Expectedly, tobacco companies are resisting a new regulation that the mandatory pictorial warnings on cigarette packages be made larger. The legal challenge to the new rule is likely to be finally settled in the weeks ahead, but till then, as per the Supreme Court’s directives, the larger warnings must be printed. For now, cartons will have up to 85 per cent of the packet devoted to graphic messaging. Having lost the argument on the health effects of cigarette consumption, as well as passive smoking, cigarette-makers are pleading that tobacco-growers will be adversely affected. Experience in other countries suggests that they are fighting a losing battle. Australia has become something of a shining example for the rest of the world to follow in clamping down on suggestive branding. In 2012, it pioneered a move to have cigarettes sold in logo-free plain cartons to deter smokers. This month, the European Court of Justice backed a measure to cover two-thirds of a cigarette packet with health cautions in the 28 member-states of the European Union. Earlier, the ECJ had prohibited the use of descriptive terms such as “light” and “mild” to differentiate among cigarettes. This was in addition to the mandatory disclosure on cigarette packs of the ingredients. The smoking habit is often picked up by suggestive nudges — through advertising, peer pressure, and cultural signals that associate smoking with hipness, attitude, stress-busting, and so on. Indeed, Canberra’s post-implementation report shows that there has been a statistically significant drop in the prevalence of smoking since packages have gone logo-less.

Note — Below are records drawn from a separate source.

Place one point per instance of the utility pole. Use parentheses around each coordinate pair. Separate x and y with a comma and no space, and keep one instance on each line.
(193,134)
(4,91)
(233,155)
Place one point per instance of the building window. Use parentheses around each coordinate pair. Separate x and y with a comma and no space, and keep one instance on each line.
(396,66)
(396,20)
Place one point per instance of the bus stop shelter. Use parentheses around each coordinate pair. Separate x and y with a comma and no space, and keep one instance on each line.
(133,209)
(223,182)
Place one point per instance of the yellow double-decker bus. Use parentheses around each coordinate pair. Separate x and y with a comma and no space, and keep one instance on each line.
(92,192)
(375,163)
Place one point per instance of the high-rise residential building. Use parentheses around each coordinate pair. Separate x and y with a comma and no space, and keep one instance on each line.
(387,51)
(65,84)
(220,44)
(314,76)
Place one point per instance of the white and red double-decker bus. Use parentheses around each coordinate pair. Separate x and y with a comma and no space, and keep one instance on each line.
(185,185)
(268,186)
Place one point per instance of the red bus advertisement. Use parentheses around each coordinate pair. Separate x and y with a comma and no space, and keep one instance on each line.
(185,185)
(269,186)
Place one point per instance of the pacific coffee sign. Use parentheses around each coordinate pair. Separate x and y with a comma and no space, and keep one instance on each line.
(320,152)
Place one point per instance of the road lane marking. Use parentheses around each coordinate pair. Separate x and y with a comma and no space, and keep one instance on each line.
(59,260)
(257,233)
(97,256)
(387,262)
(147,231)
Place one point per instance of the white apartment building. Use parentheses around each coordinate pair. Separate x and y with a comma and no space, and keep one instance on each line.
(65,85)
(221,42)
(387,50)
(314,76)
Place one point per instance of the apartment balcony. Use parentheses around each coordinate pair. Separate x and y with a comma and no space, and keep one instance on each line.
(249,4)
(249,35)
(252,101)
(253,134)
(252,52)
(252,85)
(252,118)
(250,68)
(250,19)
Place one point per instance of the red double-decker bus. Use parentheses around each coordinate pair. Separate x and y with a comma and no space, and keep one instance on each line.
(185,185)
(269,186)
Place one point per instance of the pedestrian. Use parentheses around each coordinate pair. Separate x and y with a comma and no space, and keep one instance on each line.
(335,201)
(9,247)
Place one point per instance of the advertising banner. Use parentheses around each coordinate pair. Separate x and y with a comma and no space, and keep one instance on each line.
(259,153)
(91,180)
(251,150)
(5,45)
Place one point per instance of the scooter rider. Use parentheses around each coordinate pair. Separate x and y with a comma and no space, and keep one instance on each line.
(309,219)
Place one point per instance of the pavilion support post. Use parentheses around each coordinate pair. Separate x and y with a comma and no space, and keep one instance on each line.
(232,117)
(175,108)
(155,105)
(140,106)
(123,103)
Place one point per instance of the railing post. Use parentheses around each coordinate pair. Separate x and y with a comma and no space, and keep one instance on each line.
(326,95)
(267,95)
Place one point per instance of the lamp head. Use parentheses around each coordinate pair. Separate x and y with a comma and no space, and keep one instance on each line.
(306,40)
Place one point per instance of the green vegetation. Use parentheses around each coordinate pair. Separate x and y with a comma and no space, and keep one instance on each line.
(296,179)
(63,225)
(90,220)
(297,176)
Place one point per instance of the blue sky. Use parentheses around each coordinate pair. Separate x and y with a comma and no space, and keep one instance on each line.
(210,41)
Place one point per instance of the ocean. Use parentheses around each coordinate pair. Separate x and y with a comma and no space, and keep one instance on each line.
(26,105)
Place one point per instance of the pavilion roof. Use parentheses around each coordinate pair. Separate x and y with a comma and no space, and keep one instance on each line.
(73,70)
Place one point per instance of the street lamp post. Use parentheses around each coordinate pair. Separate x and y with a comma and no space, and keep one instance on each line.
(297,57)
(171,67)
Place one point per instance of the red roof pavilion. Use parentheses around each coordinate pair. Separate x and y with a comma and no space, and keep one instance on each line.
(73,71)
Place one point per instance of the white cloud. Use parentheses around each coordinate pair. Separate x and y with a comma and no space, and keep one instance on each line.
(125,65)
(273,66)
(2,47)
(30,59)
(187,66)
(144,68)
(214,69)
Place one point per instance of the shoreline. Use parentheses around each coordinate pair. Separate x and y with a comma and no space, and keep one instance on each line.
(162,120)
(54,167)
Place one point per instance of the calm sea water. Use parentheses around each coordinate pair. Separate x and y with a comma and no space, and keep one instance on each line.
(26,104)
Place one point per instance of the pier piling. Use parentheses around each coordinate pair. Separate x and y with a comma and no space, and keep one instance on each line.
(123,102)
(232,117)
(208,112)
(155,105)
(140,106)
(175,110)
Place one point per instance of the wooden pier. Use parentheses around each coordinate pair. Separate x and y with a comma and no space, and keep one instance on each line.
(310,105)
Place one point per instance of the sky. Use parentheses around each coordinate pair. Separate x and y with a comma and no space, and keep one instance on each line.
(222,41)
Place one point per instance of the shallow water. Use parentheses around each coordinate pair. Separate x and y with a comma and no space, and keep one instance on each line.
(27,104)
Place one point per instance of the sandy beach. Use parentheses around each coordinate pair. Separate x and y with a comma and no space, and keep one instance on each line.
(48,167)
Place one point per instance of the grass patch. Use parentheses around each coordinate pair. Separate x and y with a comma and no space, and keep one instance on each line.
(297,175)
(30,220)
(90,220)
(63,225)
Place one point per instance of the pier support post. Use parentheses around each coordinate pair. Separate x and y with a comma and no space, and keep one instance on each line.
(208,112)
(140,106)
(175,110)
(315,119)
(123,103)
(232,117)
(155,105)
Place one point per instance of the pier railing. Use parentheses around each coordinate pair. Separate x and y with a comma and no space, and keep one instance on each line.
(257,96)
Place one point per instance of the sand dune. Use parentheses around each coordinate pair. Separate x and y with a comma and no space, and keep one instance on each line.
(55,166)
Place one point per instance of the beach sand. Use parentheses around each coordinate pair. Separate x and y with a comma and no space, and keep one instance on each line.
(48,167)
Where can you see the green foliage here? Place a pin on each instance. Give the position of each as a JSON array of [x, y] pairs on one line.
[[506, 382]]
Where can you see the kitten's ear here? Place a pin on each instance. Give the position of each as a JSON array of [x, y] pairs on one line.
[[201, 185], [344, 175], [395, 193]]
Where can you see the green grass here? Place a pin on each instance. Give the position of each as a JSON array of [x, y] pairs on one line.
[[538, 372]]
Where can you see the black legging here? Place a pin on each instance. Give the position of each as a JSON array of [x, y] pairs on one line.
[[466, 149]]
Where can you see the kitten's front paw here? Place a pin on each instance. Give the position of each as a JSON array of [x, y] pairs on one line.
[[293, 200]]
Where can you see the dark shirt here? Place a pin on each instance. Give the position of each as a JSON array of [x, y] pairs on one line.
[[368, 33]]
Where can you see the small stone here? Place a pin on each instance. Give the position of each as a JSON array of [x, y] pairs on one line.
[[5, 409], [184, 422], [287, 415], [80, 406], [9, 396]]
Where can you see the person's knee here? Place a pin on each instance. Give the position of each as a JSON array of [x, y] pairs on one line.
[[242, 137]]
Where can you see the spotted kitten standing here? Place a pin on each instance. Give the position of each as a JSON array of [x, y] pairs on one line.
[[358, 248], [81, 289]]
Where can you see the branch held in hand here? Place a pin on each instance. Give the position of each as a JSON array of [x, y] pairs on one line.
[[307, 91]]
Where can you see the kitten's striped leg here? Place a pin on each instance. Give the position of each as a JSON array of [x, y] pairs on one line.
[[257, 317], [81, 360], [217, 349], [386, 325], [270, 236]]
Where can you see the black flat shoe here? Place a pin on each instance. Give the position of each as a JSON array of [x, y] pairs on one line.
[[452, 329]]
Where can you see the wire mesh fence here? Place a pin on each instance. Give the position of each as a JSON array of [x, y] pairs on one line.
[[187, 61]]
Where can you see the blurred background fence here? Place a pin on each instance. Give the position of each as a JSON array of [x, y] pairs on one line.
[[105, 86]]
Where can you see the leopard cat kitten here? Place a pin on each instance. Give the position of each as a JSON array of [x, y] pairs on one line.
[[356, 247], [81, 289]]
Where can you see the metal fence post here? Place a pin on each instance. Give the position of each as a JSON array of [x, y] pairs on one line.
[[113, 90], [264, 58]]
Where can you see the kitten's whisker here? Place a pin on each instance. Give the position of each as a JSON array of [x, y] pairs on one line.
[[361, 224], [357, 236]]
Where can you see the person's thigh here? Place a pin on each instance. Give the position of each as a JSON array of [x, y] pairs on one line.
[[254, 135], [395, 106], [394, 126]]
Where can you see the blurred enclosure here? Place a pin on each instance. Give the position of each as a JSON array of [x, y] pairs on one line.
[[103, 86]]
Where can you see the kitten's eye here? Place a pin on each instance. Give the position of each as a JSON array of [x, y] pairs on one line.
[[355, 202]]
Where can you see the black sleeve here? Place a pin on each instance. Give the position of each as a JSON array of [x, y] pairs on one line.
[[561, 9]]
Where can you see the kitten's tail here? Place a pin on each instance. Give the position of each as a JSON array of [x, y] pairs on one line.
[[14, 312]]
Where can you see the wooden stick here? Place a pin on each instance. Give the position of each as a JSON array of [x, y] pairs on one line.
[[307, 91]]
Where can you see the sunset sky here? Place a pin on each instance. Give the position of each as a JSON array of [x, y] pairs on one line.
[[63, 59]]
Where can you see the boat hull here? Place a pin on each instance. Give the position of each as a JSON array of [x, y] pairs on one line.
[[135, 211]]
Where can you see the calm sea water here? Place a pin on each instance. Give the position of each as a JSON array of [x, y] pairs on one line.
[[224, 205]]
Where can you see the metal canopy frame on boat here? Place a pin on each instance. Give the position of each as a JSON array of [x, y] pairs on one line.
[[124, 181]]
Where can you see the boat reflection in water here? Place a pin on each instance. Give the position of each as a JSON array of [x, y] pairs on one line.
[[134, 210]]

In tandem with the latest restrictions on how cigarettes are packaged, the EU and the U.S. have clamped down on the sale of electronic cigarettes. In the U.S., e-cigarettes cannot be sold to people under 18 years of age. This is the result of a growing consensus that far from being a harm-free alternative as claimed by industry lobbies, e-cigarettes could sooner or later lure consumers to take up the real thing. Curiously, it was when the new nicotine-based substitute began to make inroads that some tobacco giants were more willing to acknowledge the toxic chemicals and carcinogens released while smoking. However, they continue to pin their hopes on a challenge at the WTO, which they are fighting together with countries that have strong interests in the tobacco crop. That ruling may still be some time away. But the public health campaign must continue apace with the enforcement of extensive curbs on smoking in public spaces. This is an effective way to help break the smoking habit, besides of course protecting bystanders from second-hand smoke. Countries such as India have enforced rules that warnings be affixed in films when someone lights up on screen. There is still some way to go in the business of cracking down on surrogate advertising. Having temporarily won its battle in the Supreme Court on packaging, it is time New Delhi did more to discourage smoking.